OLYMPIA - Gov. Chris Gregoire urged people with business connections statewide to support her plan to reduce unemployment insurance rates, one of several issues facing business owners this year that were discussed Thursday as part of an annual legislative meeting of the Association of Washington Business.
On Thursday, AWB members participated in workshops with state lawmakers and heard the Governor speak at the Red Lion Hotel Olympia. Today, some 70 business owners are expected to visit the Capitol to meet with lawmakers.
The AWB has more than 7,300 members statewide and about 180 board members, spokeswoman Jocelyn McCabe said.
The highlight of Thursday’s presentations, though, was the governor’s lunchtime speech, in which she pointed out the state’s economic strengths and her plans to make them stronger.
“As difficult as things are today, we are in a better position now than a whole lot of other states,” she said, adding that the state of Illinois has been unable to pay its Medicaid bill for six months.
Washington also has been ranked as one of the top destinations to do business by Forbes Magazine, and the Port of Seattle recently was featured on the business news network CNBC because of record business activity there in 2010. The ports of Seattle and Tacoma have been recognized as some of the best ports in the country, Gregoire told the audience.
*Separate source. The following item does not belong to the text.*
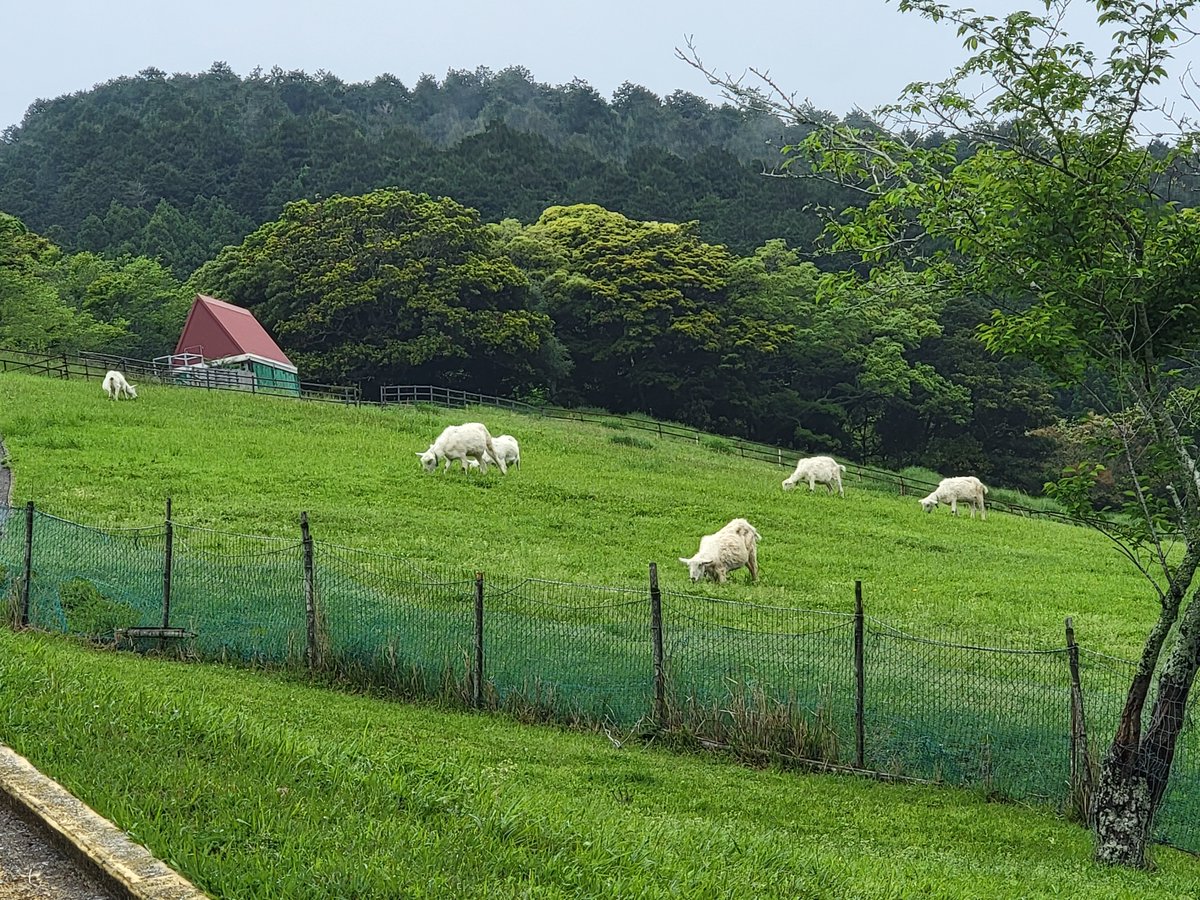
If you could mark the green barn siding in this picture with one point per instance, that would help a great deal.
(271, 379)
Still, the state essentially is in the middle of a jobless recovery, it can’t afford to have a 9 percent unemployment rate and still faces a budget shortfall of $4.6 billion during the next biennial budget, she said.
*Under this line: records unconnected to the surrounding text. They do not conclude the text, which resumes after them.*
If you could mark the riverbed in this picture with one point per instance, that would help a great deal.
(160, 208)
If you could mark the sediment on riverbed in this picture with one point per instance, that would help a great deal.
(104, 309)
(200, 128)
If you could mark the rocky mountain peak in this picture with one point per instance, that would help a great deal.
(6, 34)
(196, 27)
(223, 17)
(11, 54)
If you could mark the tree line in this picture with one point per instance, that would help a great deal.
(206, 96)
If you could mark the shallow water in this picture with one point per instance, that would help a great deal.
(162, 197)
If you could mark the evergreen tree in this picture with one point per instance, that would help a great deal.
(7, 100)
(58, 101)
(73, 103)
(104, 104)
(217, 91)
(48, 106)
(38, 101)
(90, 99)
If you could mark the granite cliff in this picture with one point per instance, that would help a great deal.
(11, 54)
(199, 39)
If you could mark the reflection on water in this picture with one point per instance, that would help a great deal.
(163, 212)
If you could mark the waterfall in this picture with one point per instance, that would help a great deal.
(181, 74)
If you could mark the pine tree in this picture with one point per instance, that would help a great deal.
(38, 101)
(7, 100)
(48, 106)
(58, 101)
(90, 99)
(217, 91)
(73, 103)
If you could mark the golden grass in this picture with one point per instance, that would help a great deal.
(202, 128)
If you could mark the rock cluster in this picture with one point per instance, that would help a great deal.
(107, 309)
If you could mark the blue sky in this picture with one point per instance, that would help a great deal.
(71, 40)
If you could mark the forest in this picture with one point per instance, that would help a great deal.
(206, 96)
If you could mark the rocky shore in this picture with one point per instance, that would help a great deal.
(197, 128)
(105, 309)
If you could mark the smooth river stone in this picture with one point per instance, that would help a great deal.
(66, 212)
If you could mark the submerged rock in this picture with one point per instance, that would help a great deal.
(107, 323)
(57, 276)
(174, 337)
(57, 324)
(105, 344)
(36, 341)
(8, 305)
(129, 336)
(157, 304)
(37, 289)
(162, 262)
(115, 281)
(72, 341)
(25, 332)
Unemployment insurance rates, too, are statutorily set to increase 36 percent, Gregoire said. Because the state’s unemployment insurance trust fund is relatively healthy – 35 other states are borrowing money from the federal government to pay jobless benefits – the governor wants to cut the rate to help businesses in this economy.
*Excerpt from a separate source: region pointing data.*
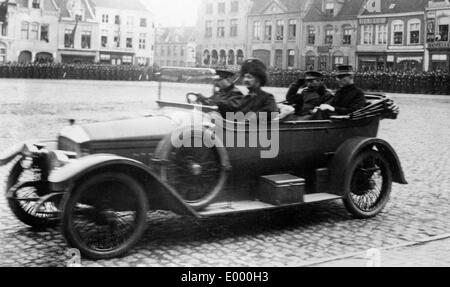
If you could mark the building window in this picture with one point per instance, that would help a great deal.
(310, 62)
(129, 40)
(130, 21)
(25, 28)
(221, 8)
(143, 22)
(279, 58)
(220, 28)
(381, 34)
(208, 29)
(35, 31)
(86, 39)
(311, 35)
(117, 39)
(337, 61)
(414, 32)
(68, 38)
(323, 63)
(257, 30)
(328, 35)
(36, 4)
(347, 36)
(291, 58)
(443, 33)
(280, 30)
(397, 28)
(142, 41)
(234, 6)
(292, 29)
(209, 8)
(268, 31)
(44, 32)
(367, 38)
(233, 27)
(329, 9)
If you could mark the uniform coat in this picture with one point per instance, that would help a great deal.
(348, 100)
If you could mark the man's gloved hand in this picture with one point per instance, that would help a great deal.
(326, 107)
“I think it’s time to be able to cut the rate and spur the economy, so that’s what I have proposed,” the governor said.
She asked the audience to support legislation that will lower the rate and that the bill gets to her desk for signature no later than Feb. 8.
“I need your help,” she said.
Although Washington businesses likely won’t face higher taxes, business owners remain concerned about new fees and other rate increases to raise new revenue for the state. It doesn’t help businesses here or the state’s image, said Pat Rants, president and chief executive of The Rants Group, a commercial real estate company in Olympia. Rants also is an AWB board member.
“The state’s competitiveness is more important now than it’s ever been,” he said, adding that higher fees or rates, for example, could affect the state’s ability to recruit new businesses to the area.
He also would like to see the state “bite the bullet” on balancing the budget, rather than shift money around and delay addressing the state’s budget problems.